Walking down the hall of my parents tiny house something seemed somewhat odd and out of place. My grandfather had just come to live with us and to this day I’m still not sure exactly why. I was not much older than four or five. As I ventured into the living room, a curios aroma sort of crept up on me. I could tell from the back of the recliner that Grampa was probably sleeping pretty hard, so naturally I thought it would be incredibly funny if I could just tickle his nose a little.
Standing in front of Grampa, I was a little confused. He was asleep alright. So heavily sleeping, in fact, that he didn’t realize that what looked like a thicker version of his morning coffee was coming up all over the front of his shirt. The thing that amazes me most as I look back at this nightmare is that I wasn’t afraid. I went to the back of the house where my mom was fixing lunch and told her, “Grampa is puking in his sleep.” It wasn’t until I saw her eyes widen with a certain panic that I realized the situation was a quite a bit more serious.
In the moments that followed, the scene that lay around me seemed exactly that: everything flowed as if we were all trapped inside some Hollywood film that abruptly reaches its highest peak of intensity. I was in a daze. I remember getting a towel for my mom, she asked me to, and I remember watching huge men in huge yellow jumpsuits carry my Grampa away for the last time. Lights lit the whole room, and I retreated to my bedroom.
For a very long part of my life, I never communicated that memory to anyone, much less what that memory meant to me. I trapped it in the very back of my mind where the danger of remembering what had happened was almost non-existent. Since then, I’ve harbored irrational fears of losing people closest to me. I would crawl into my parents bed to make sure they were still okay at night, or I would sneak a peak at my brother across the room to make sure he was still breathing.

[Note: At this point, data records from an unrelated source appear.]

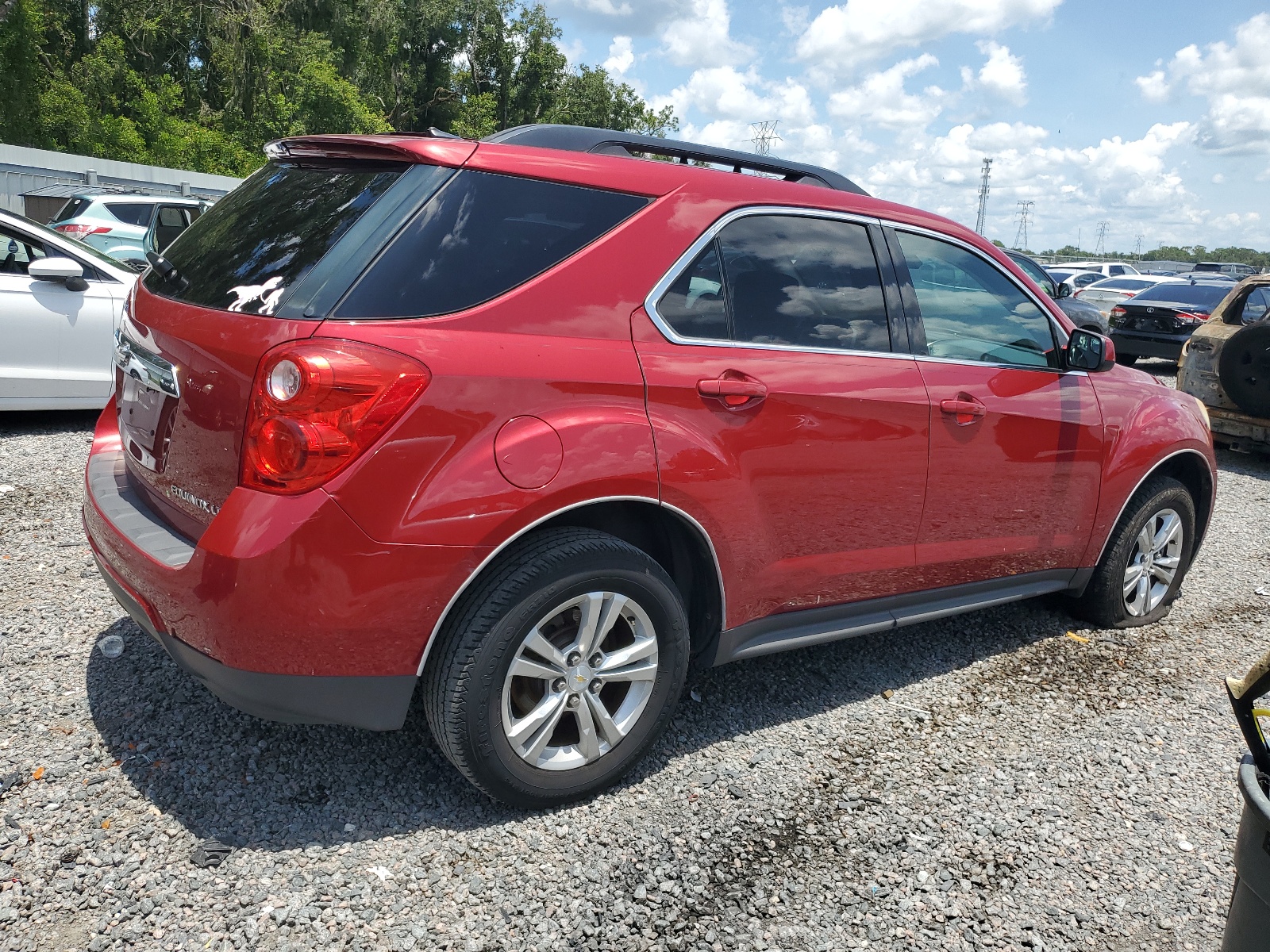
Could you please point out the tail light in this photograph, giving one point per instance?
(317, 405)
(82, 232)
(1191, 317)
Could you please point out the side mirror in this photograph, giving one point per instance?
(63, 270)
(1087, 351)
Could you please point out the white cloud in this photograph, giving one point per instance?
(702, 37)
(1003, 74)
(1155, 86)
(1235, 80)
(880, 98)
(622, 56)
(863, 31)
(723, 93)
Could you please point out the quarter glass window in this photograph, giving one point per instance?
(803, 282)
(694, 306)
(971, 310)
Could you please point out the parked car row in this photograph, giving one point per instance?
(126, 226)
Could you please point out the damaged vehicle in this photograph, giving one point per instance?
(1226, 365)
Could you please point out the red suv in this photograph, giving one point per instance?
(541, 423)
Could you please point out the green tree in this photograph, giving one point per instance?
(203, 86)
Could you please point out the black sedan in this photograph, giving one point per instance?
(1157, 321)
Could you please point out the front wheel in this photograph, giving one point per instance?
(1146, 559)
(560, 670)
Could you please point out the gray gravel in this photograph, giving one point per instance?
(1019, 789)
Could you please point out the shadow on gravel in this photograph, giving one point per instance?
(42, 422)
(249, 782)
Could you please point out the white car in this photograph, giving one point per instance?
(60, 304)
(121, 224)
(1109, 292)
(1075, 278)
(1108, 270)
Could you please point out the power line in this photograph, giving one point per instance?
(1024, 213)
(983, 196)
(1100, 247)
(765, 133)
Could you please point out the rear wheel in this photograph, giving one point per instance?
(559, 670)
(1146, 559)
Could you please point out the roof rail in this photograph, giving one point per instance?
(584, 139)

It wasn’t until one of my closest friends lost someone close to them that I remembered and was able to talk about it. Talking about it made it better. I was finally able to somewhat purge myself of the thoughts and the fears of death that had plagued my nightmares for so long. What I learned from my Grampa and what I believe because of him is that life and death are like air. Both constantly surround everyone and there’s nothing anyone can really do about it. I realize that the most important thing I can do with my life is to make sure that the people I care most about know and always know how I feel about them.